Mes coquillages habités ou broken shells
Je suis fascinée par la beauté des coquillages, comme le furent tant de poètes et de savants avant moi. Ils en parlent bien mieux que je ne saurais le faire :
Paul Valéry l’homme et la coquille (extrait)
Comme un son pur, ou un système mélodique de sons purs, au milieu des bruits, ainsi un cristal, une fleur, une coquille se détachent du désordre ordinaire de l’ensemble des choses sensibles …
Ce coquillage, que je tiens et retourne, entre mes doigts, et qui m’offre un développement combiné des thèmes simples de l’hélice et de la spire, m’engage, d’autre part, dans un étonnement et une attention … Et je me sens l’esprit vaguement pressentir tout le trésor infus des réponses qui s’ébauchent en moi devant une chose qui m’arrête et qui m’interroge …
Ainsi l’idée de tube, d’une part ; celle de torsion, d’autre part, suffisent à une sorte de première approximation de la forme considérée. Mais cette simplicité n’est que de principe. Si je visite toute une galerie de coquilles, j’observe une merveilleuse variété. Le cône s’allonge ou s’aplatit, se resserre ou s’évase ; les spirales s’accusent, ou se fondent ; la surface se hérisse de saillies ou de pointes, parfois fort longues, qui rayonnent ; elle se renfle quelquefois, se gonfle de bulbes successifs que séparent des étranglements ou des gorges concaves sur lesquelles les tracés des courbes se rapprochent. Gravés dans la matière dure, sillons, rides ou stries se poursuivent et se soulignent, cependant qu’alignées sur les génératrices, les saillies, les épines, les bossettes s’étagent, se correspondent de tour en tour, divisant les rampes à intervalles réguliers. L’alternance de ces « agréments » illustre, plus qu’elle ne l’interrompt, la continuité de la version générale de la forme. Elle enrichit, sans l’altérer, le motif fondamental de l’hélice spiralée …
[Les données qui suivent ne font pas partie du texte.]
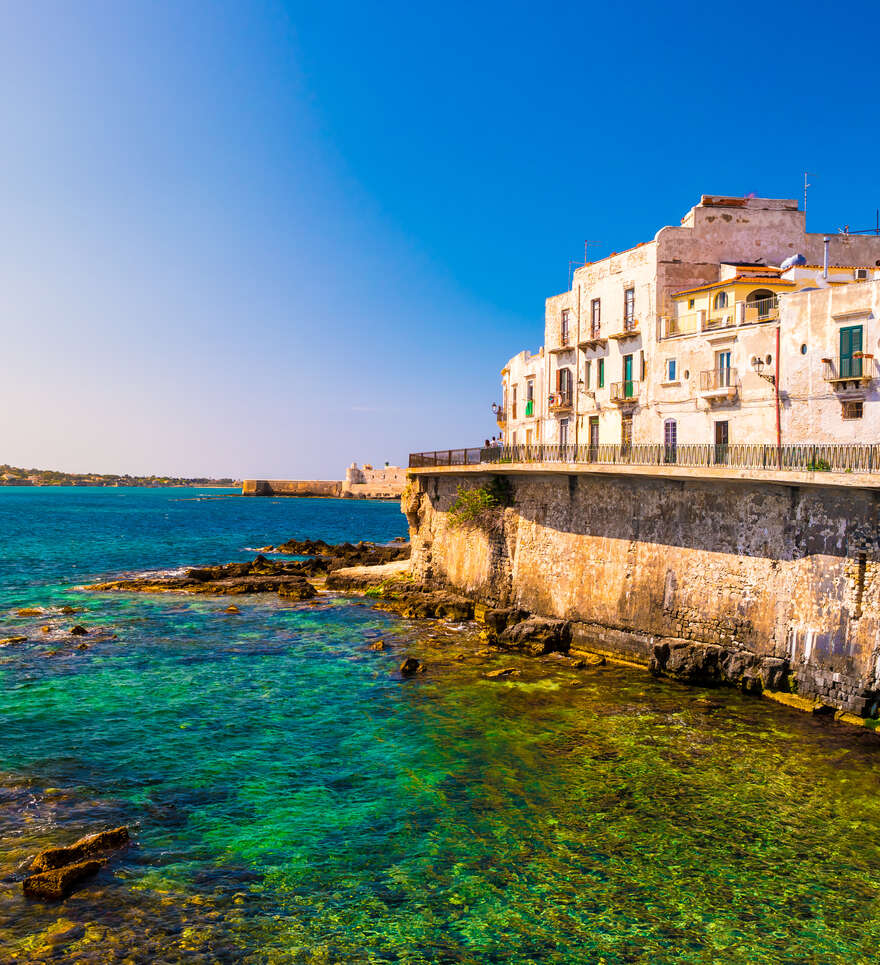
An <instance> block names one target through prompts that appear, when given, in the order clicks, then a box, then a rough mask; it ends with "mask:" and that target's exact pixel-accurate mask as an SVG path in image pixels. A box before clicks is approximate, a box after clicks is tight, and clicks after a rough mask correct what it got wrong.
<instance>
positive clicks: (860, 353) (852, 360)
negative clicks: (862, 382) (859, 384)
mask: <svg viewBox="0 0 880 965" xmlns="http://www.w3.org/2000/svg"><path fill="white" fill-rule="evenodd" d="M861 377H862V326H861V325H850V326H848V327H847V328H842V329H841V330H840V378H842V379H860V378H861Z"/></svg>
Gaston Bachelard La Poétique de l’espace (extrait)
À la coquille correspond un concept si net, si sûr, si dur que, faute de pouvoir simplement la dessiner, le poète, réduit à en parler, est d’abord en déficit d’images. Il est arrêté dans son évasion vers les valeurs rêvées par la réalité géométrique des formes. Et les formes sont si nombreuses, souvent si nouvelles, que, dès l’examen positif du monde des coquilles, l’imagination est vaincue par la réalité. Ici, la nature imagine et la nature est savante. Il suffira de regarder un album d’ammonites pour reconnaître que, dès l’époque secondaire, les mollusques construisaient leur coquille en suivant les leçons de géométrie transcendante. Les ammonites faisaient leur demeure sur l’axe d’une spirale logarithmique …
Les coquillages sont parfaits, il n’y a rien à y ajouter, la nature est indépassable. Alors je les brise, broken shells, pour dévoiler ce qu’ils pourraient cacher.